I just watched WALL-E for the first time in five years or so. It’s the story of a plucky little robot tasked with cleaning up the world by compacting rubbish into blocks and building structures out of the blocks to minimize the amount of land they take up. Of course, he falls in love and saves the world along the way, but for a geek like me, that’s beside the point. It’s a great movie about robots and, laws of physics aside, shows quite a deep understanding of their potential. However, in their quest for a truly dystopian scenario, I think the storytellers missed the point about how such robots could really help us.
Imagine that, twenty years from now, we have got our production of plastic rubbish mostly under control. I saw Prof Mark Miodownik of University College London give a great talk on how he and his colleagues are working to make this happen for plastics. This would involve limiting our use of everyday plastics to those that easily be recycled, using enzymes to break them down into the hydrocarbons we need to make more stuff, and having a much clearer and more efficient recycling streams.

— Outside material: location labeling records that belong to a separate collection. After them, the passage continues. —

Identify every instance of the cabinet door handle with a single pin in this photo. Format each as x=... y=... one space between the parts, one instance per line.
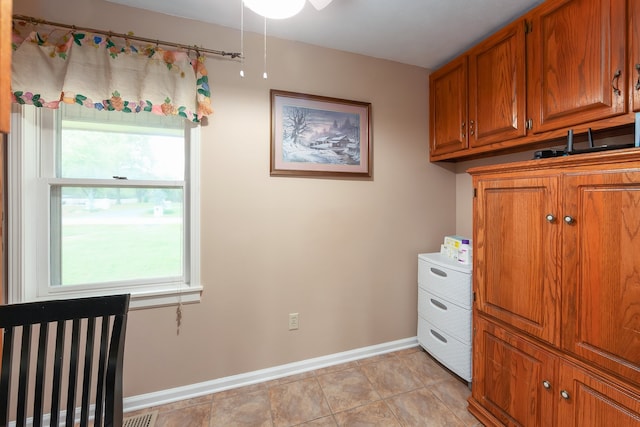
x=615 y=82
x=438 y=304
x=438 y=272
x=438 y=336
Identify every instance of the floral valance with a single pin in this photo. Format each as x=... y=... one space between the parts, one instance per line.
x=52 y=65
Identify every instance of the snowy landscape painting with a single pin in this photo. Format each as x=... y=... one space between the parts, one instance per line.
x=313 y=135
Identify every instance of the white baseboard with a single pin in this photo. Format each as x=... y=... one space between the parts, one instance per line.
x=163 y=397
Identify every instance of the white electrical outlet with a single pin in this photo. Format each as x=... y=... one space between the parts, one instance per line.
x=294 y=321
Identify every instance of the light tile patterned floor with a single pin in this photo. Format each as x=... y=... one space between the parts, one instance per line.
x=404 y=388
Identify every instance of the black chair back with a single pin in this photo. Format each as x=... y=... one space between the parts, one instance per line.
x=94 y=359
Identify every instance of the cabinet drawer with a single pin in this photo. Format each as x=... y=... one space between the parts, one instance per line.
x=452 y=353
x=446 y=315
x=446 y=282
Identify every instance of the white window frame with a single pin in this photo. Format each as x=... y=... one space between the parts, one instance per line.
x=28 y=219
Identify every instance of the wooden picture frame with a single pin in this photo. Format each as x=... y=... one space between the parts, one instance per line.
x=319 y=136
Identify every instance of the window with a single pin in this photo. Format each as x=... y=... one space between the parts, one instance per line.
x=101 y=203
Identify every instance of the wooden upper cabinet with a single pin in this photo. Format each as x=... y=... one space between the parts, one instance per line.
x=601 y=270
x=448 y=107
x=516 y=256
x=577 y=65
x=634 y=53
x=497 y=85
x=5 y=65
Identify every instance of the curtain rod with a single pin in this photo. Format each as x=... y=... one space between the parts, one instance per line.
x=127 y=36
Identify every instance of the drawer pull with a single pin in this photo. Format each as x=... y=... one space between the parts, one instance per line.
x=438 y=336
x=438 y=272
x=438 y=304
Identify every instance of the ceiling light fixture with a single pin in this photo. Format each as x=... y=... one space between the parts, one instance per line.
x=275 y=9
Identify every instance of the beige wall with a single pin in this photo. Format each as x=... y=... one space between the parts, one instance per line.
x=340 y=252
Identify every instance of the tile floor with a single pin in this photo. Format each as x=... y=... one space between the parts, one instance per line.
x=404 y=388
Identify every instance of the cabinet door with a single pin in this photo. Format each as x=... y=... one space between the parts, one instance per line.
x=512 y=379
x=634 y=52
x=587 y=401
x=577 y=63
x=516 y=272
x=601 y=270
x=448 y=107
x=497 y=100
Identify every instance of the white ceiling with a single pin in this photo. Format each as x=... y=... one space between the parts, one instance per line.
x=427 y=33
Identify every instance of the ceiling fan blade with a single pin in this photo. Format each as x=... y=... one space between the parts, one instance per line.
x=320 y=4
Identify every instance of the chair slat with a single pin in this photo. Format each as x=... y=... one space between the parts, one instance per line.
x=41 y=371
x=73 y=373
x=23 y=378
x=86 y=379
x=102 y=366
x=5 y=375
x=56 y=387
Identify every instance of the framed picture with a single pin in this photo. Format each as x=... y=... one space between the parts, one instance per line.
x=319 y=136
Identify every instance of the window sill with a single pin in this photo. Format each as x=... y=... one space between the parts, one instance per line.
x=140 y=298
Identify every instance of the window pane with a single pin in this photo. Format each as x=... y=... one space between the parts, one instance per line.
x=116 y=234
x=119 y=144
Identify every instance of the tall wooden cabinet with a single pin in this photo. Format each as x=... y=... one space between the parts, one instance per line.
x=5 y=64
x=557 y=291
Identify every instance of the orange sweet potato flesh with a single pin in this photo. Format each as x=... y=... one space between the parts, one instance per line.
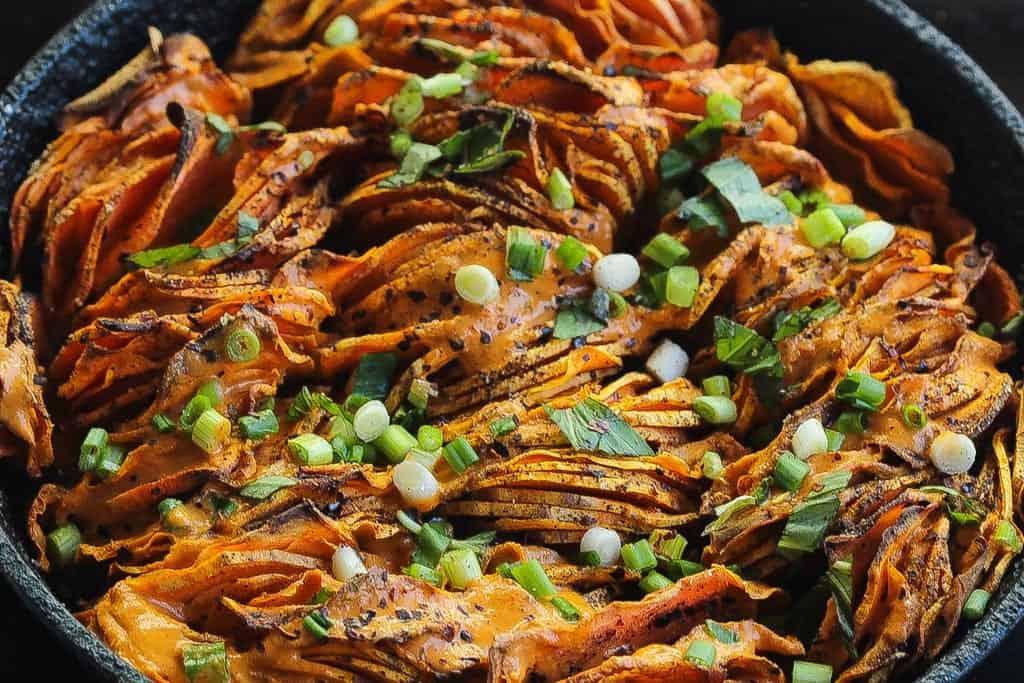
x=275 y=255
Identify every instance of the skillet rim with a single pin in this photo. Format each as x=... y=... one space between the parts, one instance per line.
x=1006 y=609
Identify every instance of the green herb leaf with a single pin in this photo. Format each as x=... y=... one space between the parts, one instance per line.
x=741 y=348
x=590 y=425
x=264 y=127
x=491 y=162
x=153 y=258
x=720 y=633
x=225 y=134
x=702 y=213
x=265 y=486
x=805 y=529
x=788 y=324
x=248 y=225
x=413 y=166
x=840 y=580
x=738 y=185
x=963 y=511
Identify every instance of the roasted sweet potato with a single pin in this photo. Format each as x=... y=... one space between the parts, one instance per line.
x=545 y=340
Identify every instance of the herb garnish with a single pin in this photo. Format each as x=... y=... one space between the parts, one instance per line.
x=788 y=324
x=590 y=425
x=477 y=150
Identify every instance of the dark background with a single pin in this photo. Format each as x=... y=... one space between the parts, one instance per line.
x=991 y=31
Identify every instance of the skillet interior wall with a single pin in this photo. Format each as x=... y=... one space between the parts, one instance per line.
x=946 y=99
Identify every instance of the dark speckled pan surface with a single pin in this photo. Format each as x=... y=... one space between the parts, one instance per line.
x=949 y=95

To be really effective, this would have to happen not just for plastics but for everything: paper, organic matter, electronics. Though only a tiny fraction of the waste we produce is currently dealt with constructively, change is already happening: there are industrial machines designed to split out construction waste for re-use, disassemble iPhones, and sort in recycling plants.
Just stopping making the situation worse isn’t enough though. I think what haunts many of us is the idea that we have done too much damage to the planet for it to ever recover. So, after we stop (quite literally) trashing the planet, how do we deal with all those hundreds of thousands of acres of landfill across the world? Or, for that matter, the Texas-sized garbage patch floating in the ocean, made infamous by Sir David Attenborough two years ago?
To me, the obvious answer is autonomous robots. Not some magic-bullet-solves-the-whole-problem race of giant super-intelligent humanoid robots, but a swarm of mostly-small robots with dexterity and a specific expertise, but relatively limited native intelligence otherwise. I imagine hundreds of robot rats (probably looking more like cockroaches actually), scurrying up landfill with little sensors and dextrous arms, identifying particular types of material, and delivering the sorted rubbish to larger carrier robots that will take the sorted materials back to the recycling plant when they are full. Some robots will be bigger and stronger to pick up and lug old appliances back to base. Some will have specialist sensors to identify tricky materials. And all will have some ability to communicate with each other, even if only in the most rudimentary way.
This heterogeneity – the idea that there will be a diverse community of machines with different skills and of different generations – is one of several things that the makers of WALL-E gets very right. Another is the idea that robots don’t need to squander one of our precious resources: power. Apart from the obvious idea that small machines can use solar power to keep going, there are other possibilities too. Refueling robots (you’d want these stations to be able to move to where they’re most efficiently used) could also be powered by digesting some of the biological matter in the landfill. Two decades ago, researchers at the University of the West of England developed a system that could eat and get energy from slugs: surely a vegan digester must be possible by now. If that can’t work, then we could try to develop some kind of miniature version of the Klemetsrud waste-to-energy incinerator in Norway, which now includes carbon capture.
To make sure the electricity burden is minimized in the first place, we will want to use the most efficient hardware possible. For more than 30 years, we’ve been developing models of how to do vision, hearing, and other intelligent tasks using silicon circuits that work more like our brains do. This field, known as neuromorphic engineering, not only has the advantage of speed, but – when designed well – neuromorphic circuits can operate with several orders of magnitude less power than their conventional digital counterparts.
Of course, a vision like this has many challenges: not least ensuring that robot rats aren’t hurting biological wildlife (perhaps including real rats). In an effort like this we will undoubtedly encounter unexpected problems and unintended consequences. But scientists, engineers, and philosophers from across the world have been considering these issues for decades now and, apart from anything else, we are all now exquisitely aware that the biggest danger to human life is other humans.
Why don’t we have swarms of robots in our landfill yet, when most of the technological problems seem to be solvable? Perhaps it’s because we, as citizens, have never made it a priority. But it’s clear robotic technology can develop pretty fast when given the right resources. In this case, the research is funded by the military. Of course, they’re looking to replace pack animals, security guards, and people who have to decommission bombs, not sort garbage. The engineers work according to our priorities, so if we want to see progress, we need to put our money where rubbish is.
On the plus side, the kind of smaller, less-intelligent, less safety-critical robots that we need to sort trash should be massively cheaper than the machines that we need to accompany troops. And maybe a war on rubbish is one that we could eventually win.
I’ve long believed that some time in the not too distant future, not only will more of our rubbish be recyclable and wont be going to landfill in the first place, and not only will we be needing to ‘clean up’ the landfills we have as described here, but they will become active sources of revenue, like mines.